“Will you tell me what you mean?” cried Philip, distractedly.
Harry got up from his knees, and came nearer to his master—looking all about him fearfully first, as though afraid there might be listeners, even in that spot.
“Listen, Master Dandy,” he whispered. “Last night—restless, and thinking of you—for you haven’t been as kind to me lately as you once were, Master Dandy—I crept out of the house, and went out in the moonlight. I walked a long way, without knowing it—and I came to the wood behind the old mill.”
Like an echo, there came to Philip Chater certain words, spoken by a girl who called herself Patience Miller, and who had met him on the night of his arrival at Bamberton. As in a dream, too, while the other man went on speaking, he seemed to see a figure dart out into the highway—a figure that afterwards scraped heavy clay from its boots, in the light of a flickering lamp—a figure which now lay at the bottom of the Thames.

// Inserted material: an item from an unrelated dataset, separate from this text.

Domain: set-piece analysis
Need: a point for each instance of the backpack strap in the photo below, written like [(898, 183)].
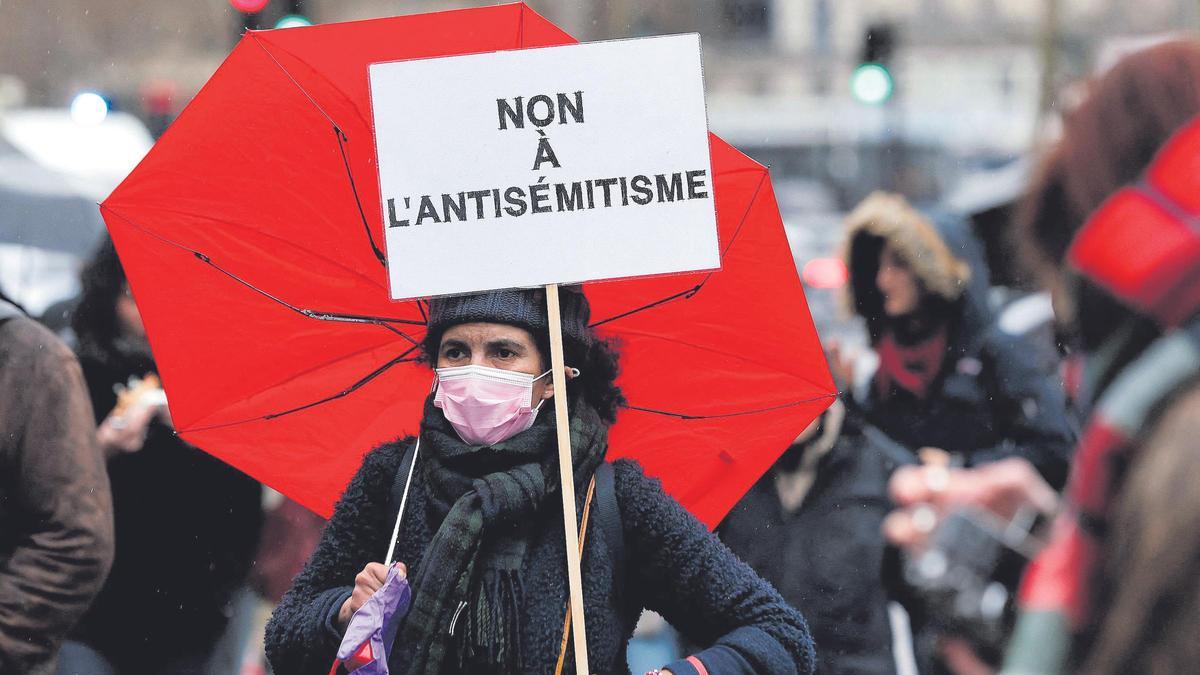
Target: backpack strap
[(399, 496), (607, 518)]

“Master Dandy,” went on the agitated voice—“I came, by accident, to where she lay, with blood upon her—dead—in the moonlight. Master Dandy”—he put his hands before his face, and shuddered—“say it isn’t true, Master Dandy—for God’s sake, say it isn’t true!”
“What do you mean?” asked Philip, hoarsely, with an awful sweat of fear beginning to break out upon him.

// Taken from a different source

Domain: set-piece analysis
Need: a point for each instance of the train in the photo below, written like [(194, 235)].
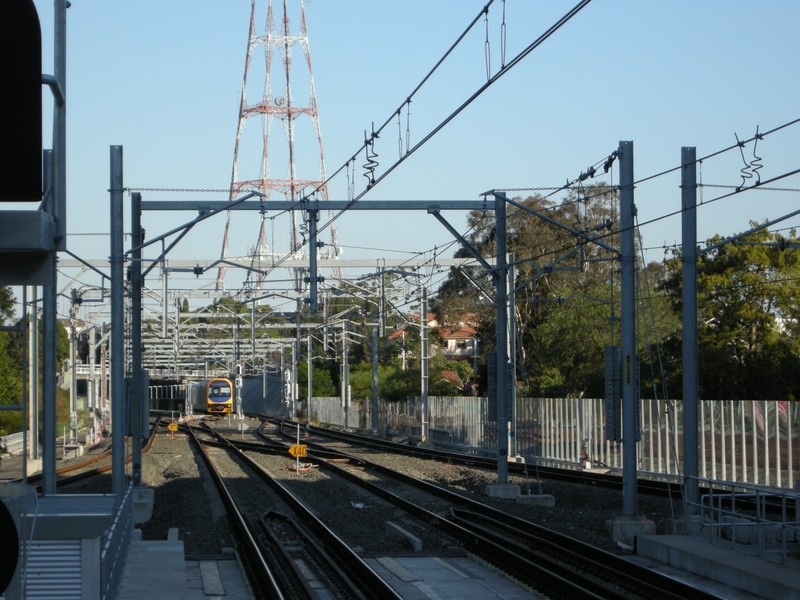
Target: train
[(213, 396)]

“Master Dandy—in the wood behind the mill—Patience Miller—murdered!”
With a cry, the lad fell at his feet, and buried his face in the grass.
CHAPTER VIII
TELLS OF SOMETHING HIDDEN IN THE WOOD
Philip Chater was so stunned, in the first shock of the thing, that he did not know what to say, or what to do. Standing, as he did, an absolutely innocent man, he yet had time to recognise that he had taken upon himself the identity of another; and stood answerable, by reason of that, for that other’s sins, in the eyes of the world, at least.